Probabilmente in molti si sarebbero aspettati altre priorità da parte dell'amministrazione comunale, probabilmente si pensava che sarebbe bastata una persona per bene, un ex magistrato abbastanza al di fuori delle logiche partitiche, per ripristinare in una città "anormale" la normalità, la legalità,  semplicemente il rispetto delle regole del viver civile. Si pensava che De Magistris fosse davvero in grado di "scassare" in breve tempo certi sistemi burocratici e certe assurdità partenopee
Per ora così non è stato o quanto meno il processo è molto più lungo di quanto non ci si potesse aspettare.
Napoli nel 2011 era invasa dalla spazzatura, è vero. Napoli nel 2013 non è però una città pulita.  Lo spazzamento delle strade  in città è a singhiozzo. Sono in tanti ancora a sversare rifiuti illegalmente creando piccole discariche in pieno centro città.
A Napoli nel 2011 c'erano molte buche per strada. Ancora oggi ci sono ed in alcuni casi, come in via Colonna, si è giunti al ridicolo con buche rappezzate più volte (con costo per la comunità) e prontamente riformatesi. 
A Napoli nel 2011 c'erano molti abusivi per strada. Nel 2013 pure. Il senso di sicurezza inoltre non è aumentato nella cittadinanza.
La crisi dei trasporti infine ha contribuito a dar l'impressione che la vita a Napoli sia addirittura peggiorata negli ultimi due anni.
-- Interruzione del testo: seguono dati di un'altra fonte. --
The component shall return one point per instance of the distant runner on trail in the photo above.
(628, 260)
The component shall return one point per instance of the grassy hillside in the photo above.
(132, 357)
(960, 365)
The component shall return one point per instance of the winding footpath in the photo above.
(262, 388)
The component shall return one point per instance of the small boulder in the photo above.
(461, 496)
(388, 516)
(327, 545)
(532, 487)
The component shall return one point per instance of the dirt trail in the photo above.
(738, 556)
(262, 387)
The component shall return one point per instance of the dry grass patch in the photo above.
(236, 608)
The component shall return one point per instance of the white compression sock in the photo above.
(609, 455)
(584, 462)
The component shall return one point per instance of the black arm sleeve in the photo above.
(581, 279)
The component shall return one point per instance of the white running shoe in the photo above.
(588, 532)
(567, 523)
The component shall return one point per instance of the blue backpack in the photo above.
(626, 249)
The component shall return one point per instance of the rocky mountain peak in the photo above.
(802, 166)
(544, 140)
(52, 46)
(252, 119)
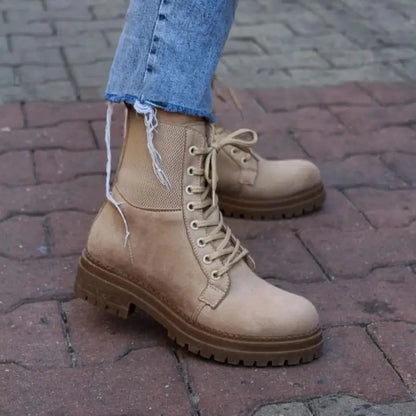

Come parziale contropartita Napoli ha ospitato due tappe delle World Series di America's cup, pagate profumatamente, un turno preliminare di Coppa Davis ed una tappa del Giro d'Italia interamente dedicata a Napoli. Di contro è sparito il forum universale delle culture, che doveva essere inaugurato proprio in queste settimane: si terrà, forse, prima o poi, in tono minore. 
E' palese che la colpa non sia (solo) del sindaco e dell'attuale amministrazione, che la crisi economica ha indotto a bloccare i fondi dati ai comuni.  E' altresì evidente che i napoletani chiedono di più al sindaco De Magistris il quale, giunto quasi a metà mandato, ha ancora il tempo per venire incontro alle reali esigenze dei napoletani, accantonando progetti di viabilità che diventano insensati  se non supportati dalla presenza di mezzi pubblici, mettendo da parte le prime pagine dei quotidiani sportivi e concentrandosi soprattutto sulla ricerca della normalità, sul contrasto alle illegalità di ogni tipo, sulla lotta agli abusi di ogni tipo.
Sarà difficile allora che un napoletano, se non animato da idee politiche diametralmente opposte, possa scendere in piazza per prostestare.